Your best best is to layer up. Wear water-wicking clothes that are thin and you can layer. That's your best bet. If you start getting uncomfortably warm, you can take off that top layer and wrap it around your waist. The other layers underneath will keep you insulated. More importantly, if you do decide to slow down, you can always throw that other layer back on when you start getting colder. Wool is great for insulation, since even if it’s wet it will still insulate you.
3. Warm Up Outside
There are a bunch of reasons to warm-up outside, even if it's cold. You step outside and you start shivering. But it's better to walk outside and be dry than walk outside and be dripping sweat (or even have a light sheen). Warming up inside can definitely make your warm up more comfortable, but it does two things you don't want to happen. First, you'll generate a bunch of sweat (see #2 for why that's a bad idea). Second, your body will naturally open its pores and flood your skin with blood as a means to release heat. Suddenly you step outside, are blasted by cold dry air, and you become Frosty the Snowman. Trust me, warm-up outside. Because of how the human body reacts to the cold, your warm up needs to be a little more conservative and you'll want do it for a little bit longer.

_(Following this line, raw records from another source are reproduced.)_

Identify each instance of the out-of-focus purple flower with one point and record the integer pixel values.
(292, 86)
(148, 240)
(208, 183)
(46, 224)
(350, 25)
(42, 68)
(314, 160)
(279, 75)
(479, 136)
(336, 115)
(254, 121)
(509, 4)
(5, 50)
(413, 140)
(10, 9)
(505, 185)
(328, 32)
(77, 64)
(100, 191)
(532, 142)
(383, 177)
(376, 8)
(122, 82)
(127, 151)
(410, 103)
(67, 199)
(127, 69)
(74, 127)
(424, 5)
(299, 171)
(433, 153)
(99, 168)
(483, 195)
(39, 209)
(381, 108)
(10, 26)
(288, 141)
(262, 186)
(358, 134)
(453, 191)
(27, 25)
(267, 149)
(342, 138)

Water is important, even when you run in the cold. An insulated bottle of warm water will be useful to you on a cold running day. Have no doubts about it, you will sweat, especially in the cold, dry air (you do lose water, even when just breathing). Therefore, having some water with you is important.
5. Run Away From The Wind
Hydration, layering, warming up outside, all of these things come together because of one thing: the cold wind. When you run, even on a still day, air is moving past you removing moisture from your body and cooling you down. If you can, run in a direction perpendicular to the wind because while running with the wind on your back will make you nice and sweaty, running into the wind will cool you down pretty heavily. If you must run in the wind, start your runs into the wind and finish the run with the wind at your back. If you do this the other way around and you end up walking, you’re significantly increasing your chances of catching frostbite.
6. Run Just A Little Less
Your body’s reaction time is slower in the cold, and it’s important not to overtax yourself on your runs. Speed work should be kept to a minimum, because if you tire yourself out and find yourself walking back home, you stop generating the body heat necessary to keep homeostasis and that's when you open yourself up to frostbite or hypothermia. Also, because your muscles are twitching just a little bit slower, it is important to slow it down just so you don’t injure yourself on that patch of ice you missed, or your gait changes suddenly and you can't move fast enough to catch yourself from falling.
So now that you know some of the basics for running in the cold, thaw out those trainers and hit the path with confidence.